I made my way back to Islington feeling blessed. And that’s really all I wanted to say this week. Occasionally it seems the universe is dishing out the goodies – and when it happens it’s important to acknowledge it.
Jamie, what a wonderful mix of work and play at its best. Thank you for the reminder that life is here and now and is for living.
My pleasure, Steve (literally).
Sounds like bags of inspiration and good clean fun, that. Really pleased to hear you made it to Snarky Puppy! I saw them live earlier this year at Scala and they were utterly jaw-dropping. I had goosebumps the whole way through. Easily one of the best gigs I’ve been to all year!
Jaw-dropping is the word, Roshni.
Loved reading this – a great way to start a Sunday morning. In my last couple of weeks I’ve felt similarly blessed by music – seeing Robert Plant and his amazing band, and a new discovery, Joanne Shaw Taylor – 24 year old blues singer and guitarist from Birmingham who sounds like a beautifully old blues soul.
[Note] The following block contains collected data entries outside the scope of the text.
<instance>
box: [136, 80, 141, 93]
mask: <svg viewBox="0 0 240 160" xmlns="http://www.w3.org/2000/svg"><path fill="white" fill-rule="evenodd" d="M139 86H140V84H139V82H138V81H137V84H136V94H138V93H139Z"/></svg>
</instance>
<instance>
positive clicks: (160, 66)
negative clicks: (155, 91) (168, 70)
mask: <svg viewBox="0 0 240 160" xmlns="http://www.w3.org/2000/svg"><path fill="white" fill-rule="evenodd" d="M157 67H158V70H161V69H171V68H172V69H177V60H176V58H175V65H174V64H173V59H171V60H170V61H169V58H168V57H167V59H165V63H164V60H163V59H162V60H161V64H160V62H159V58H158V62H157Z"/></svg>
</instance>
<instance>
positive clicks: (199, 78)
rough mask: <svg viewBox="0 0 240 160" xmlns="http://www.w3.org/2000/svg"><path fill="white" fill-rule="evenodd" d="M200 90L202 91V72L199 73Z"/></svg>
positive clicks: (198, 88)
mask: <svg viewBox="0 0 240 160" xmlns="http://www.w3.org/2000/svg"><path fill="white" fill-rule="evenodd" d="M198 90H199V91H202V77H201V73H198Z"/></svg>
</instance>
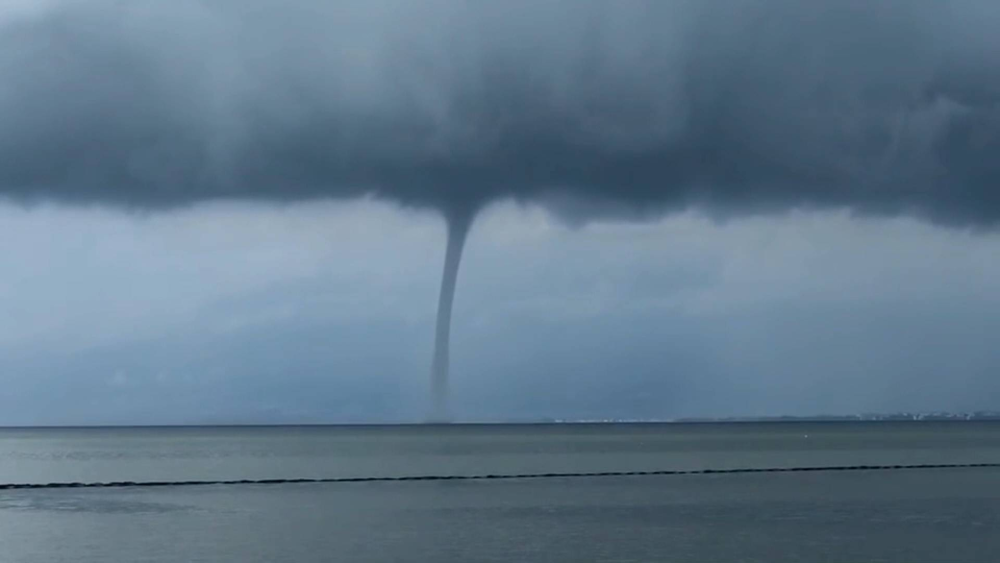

And an extra blessing, a surprise support act, was Bernie Marsden (ex of Whitesnake) a brilliant, warm, smiley, talented blues guitarist who just grinned all the way through his act, and kicked up a breathtaking storm with Joanne in their jam/improv/guitar duel. Music is the best, as Frank Zappa once said.
And it can be uplifting just to read of someone else’s magical moments. Thank you Jamie, for sharing. It’s an antidote to cynicism and a leavening for hardship. It’s also oil on the wheels of Monday morning which is when I am reading this.
Simon
Jamie, wonderful Moniack, I remember my course with you and Stuart there so well. Best course I ever did. I was so inspired by you and Stuart and that lovely location. Hobbit house – that I must see.